Colbert, of course, is the guy whose career has peaked with the persona he plays on television – that of a parody of a conservative ideologue television talk show host who spouts off all kinds of stupid remarks that only a nitwit could agree with.
It is his schtick, just like his Comedy Central partner, Jon Stewart, plays the part of a television news anchorman as the forum for his own jokes.
So when I learn that Rep. Steny Hoyer, D-Md., is seriously upset by Colbert’s appearance last week before a House committee (calling his comments “inappropriate”), I have to wonder what Steny is thinking.
GET A CLUE, Steny. Colbert did exactly what one should have expected of him. He played his part of a Republican blowhard who is willing to back anything that has the GOP label attached to it, and if it plays to the segment of the population that wants to think of migrant labor issues in terms of being “foreigners stealing jobs from real people,”
Anybody who thought that Colbert was going to give serious responses to questions put forth by the committee is ignoring two factors.
One is that he is the star of The Colbert Report, in which he plays a character. That character is what was brought before Congress. Two is that, what would Colbert know about migrant workers?
Even if he wanted to be seriously, he doesn’t have anything real to say.
IT MEANS THAT the real disgust on this “issue” ought to be directed (if anywhere) at the person who invited Colbert to appear before the committee, which he used as a chance to further his public persona.
For the record, that person was Rep. Zoe Lofgren, D-Calif., who chairs the House Judiciary Committee’s immigration subcommittee that Colbert allegedly defiled with his physical presence.
The Christian Science Monitor newspaper reported that Lofgren had hopes that bringing in Colbert would create enough buzz that people would pay attention to the subcommittee, and perhaps even give some thought to the issues confronting migrant farm workers.
Instead, what will be remembered is the sight of Colbert testifying, under oath, that, “I endorse all Republican policy without question.” Which actually is something that would come from the mouths of those right-wing cable television blowhards who defile the airwaves every night much more than Colbert did for one afternoon last week in Washington.
NOT THAT LOFGREN has anything to worry about in terms of political backlash. She is liked in her congressional district, and faces only token opposition. She is returning to Washington following the Nov. 2 elections.
Of course, that goes to show how various members of Congress who are politically safe differ from each other.

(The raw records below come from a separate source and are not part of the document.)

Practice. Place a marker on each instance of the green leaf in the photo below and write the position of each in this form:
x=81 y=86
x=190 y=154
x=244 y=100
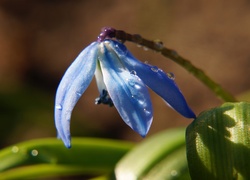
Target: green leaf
x=218 y=143
x=49 y=157
x=162 y=156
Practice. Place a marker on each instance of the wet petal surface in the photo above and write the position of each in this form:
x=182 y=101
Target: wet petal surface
x=160 y=82
x=129 y=94
x=74 y=82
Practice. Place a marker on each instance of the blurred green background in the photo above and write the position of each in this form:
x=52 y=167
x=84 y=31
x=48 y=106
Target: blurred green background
x=40 y=38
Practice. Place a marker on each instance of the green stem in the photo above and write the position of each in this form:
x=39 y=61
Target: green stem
x=186 y=64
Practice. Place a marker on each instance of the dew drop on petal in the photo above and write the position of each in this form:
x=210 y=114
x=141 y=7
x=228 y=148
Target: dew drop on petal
x=146 y=111
x=59 y=107
x=145 y=48
x=15 y=149
x=78 y=94
x=171 y=75
x=155 y=69
x=138 y=45
x=34 y=152
x=158 y=44
x=131 y=82
x=133 y=72
x=174 y=173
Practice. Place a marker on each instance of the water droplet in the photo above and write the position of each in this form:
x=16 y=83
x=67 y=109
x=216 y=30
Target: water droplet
x=171 y=75
x=59 y=107
x=155 y=69
x=146 y=111
x=15 y=149
x=133 y=72
x=173 y=173
x=158 y=44
x=34 y=152
x=121 y=49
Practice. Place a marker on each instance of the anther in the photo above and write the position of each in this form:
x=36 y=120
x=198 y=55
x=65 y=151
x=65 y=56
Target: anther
x=104 y=99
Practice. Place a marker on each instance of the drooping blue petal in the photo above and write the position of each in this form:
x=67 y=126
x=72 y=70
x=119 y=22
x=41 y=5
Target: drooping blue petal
x=156 y=79
x=74 y=82
x=99 y=78
x=129 y=94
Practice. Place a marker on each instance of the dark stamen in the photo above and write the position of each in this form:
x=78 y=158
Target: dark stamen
x=106 y=32
x=104 y=99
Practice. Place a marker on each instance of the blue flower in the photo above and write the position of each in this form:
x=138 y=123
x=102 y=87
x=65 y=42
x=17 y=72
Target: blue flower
x=122 y=81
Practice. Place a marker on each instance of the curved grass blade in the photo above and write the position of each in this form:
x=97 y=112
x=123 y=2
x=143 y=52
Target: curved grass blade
x=218 y=143
x=87 y=156
x=146 y=156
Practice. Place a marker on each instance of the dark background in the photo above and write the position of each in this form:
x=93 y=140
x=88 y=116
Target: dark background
x=40 y=38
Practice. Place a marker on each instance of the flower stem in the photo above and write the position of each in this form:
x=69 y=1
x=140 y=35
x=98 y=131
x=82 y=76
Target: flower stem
x=173 y=55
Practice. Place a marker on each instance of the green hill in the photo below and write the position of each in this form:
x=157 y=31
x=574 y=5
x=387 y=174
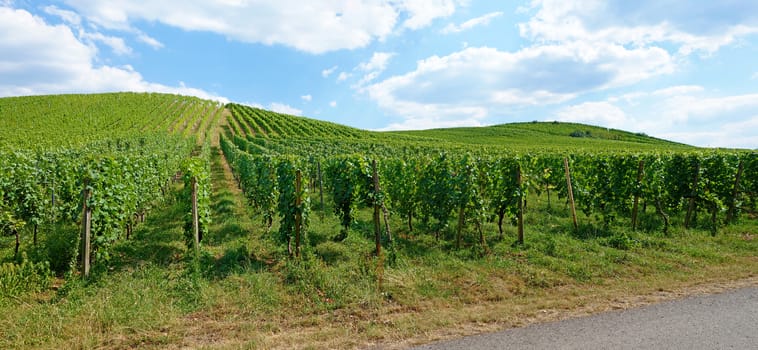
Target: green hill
x=254 y=122
x=51 y=121
x=555 y=135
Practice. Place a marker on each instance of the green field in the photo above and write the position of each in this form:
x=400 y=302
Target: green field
x=474 y=225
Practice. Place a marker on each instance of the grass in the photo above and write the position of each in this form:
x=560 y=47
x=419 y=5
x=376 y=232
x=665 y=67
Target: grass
x=248 y=294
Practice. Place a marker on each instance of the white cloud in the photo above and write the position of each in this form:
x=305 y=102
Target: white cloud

People such as our own Sen. Richard Durbin, D-Ill., do things such as file motions that could allow the DREAM Act (the measure relevant to the children of immigrant parents who don’t have a valid visa) to have a chance to come up for a vote some time this year.
Whereas Lofgren goes for the laugh, and lets the one-time Second City understudy to Steve Carell (remember “The 40-Year-Old Virgin”?) mock the Congress on its own turf.
POLITICALLY-INSPIRED COMEDY has come a long way from the days of Rich Little and Vaughn Meader, both of whom were impressionists whose routines were meant to get a chuckle (envision Meader as J.F.K. running through a list of bathroom toys for the first children, ultimately declaring that the inflatable rubber swan belongs to him).
Now, we get actual cracks on the policy questions and the ineptitude in which our elected officials conduct themselves.
What hasn’t changed is that the primary goal of a Little (who did so many impersonations of Ronald Reagan that I know find that schtick annoying) or a Colbert is that their primary goal is a laugh. They’re trying to entertain us.
Only instead of standing in front of a brick wall with a spotlight on himself while telling jokes, Colbert plays the part of a talk-show host who acts like a blowhard. Which is fine. It serves a purpose. But it also is why anyone who thinks they get their “news” from The Daily Show or Colbert Report is almost as big a fool as the members of Congress who thought Colbert was being serious last week.
I CAN’T HELP but think that the political people who are continuing to talk about this and rant and rage about how Colbert “embarrassed America” are going out of their way to grab sufficient lengths of rope by which to hang themselves.
Because you know Colbert, if not Stewart also, will take those snippets, edit them accordingly, and play them over and over for the cheap laugh that they’re worth.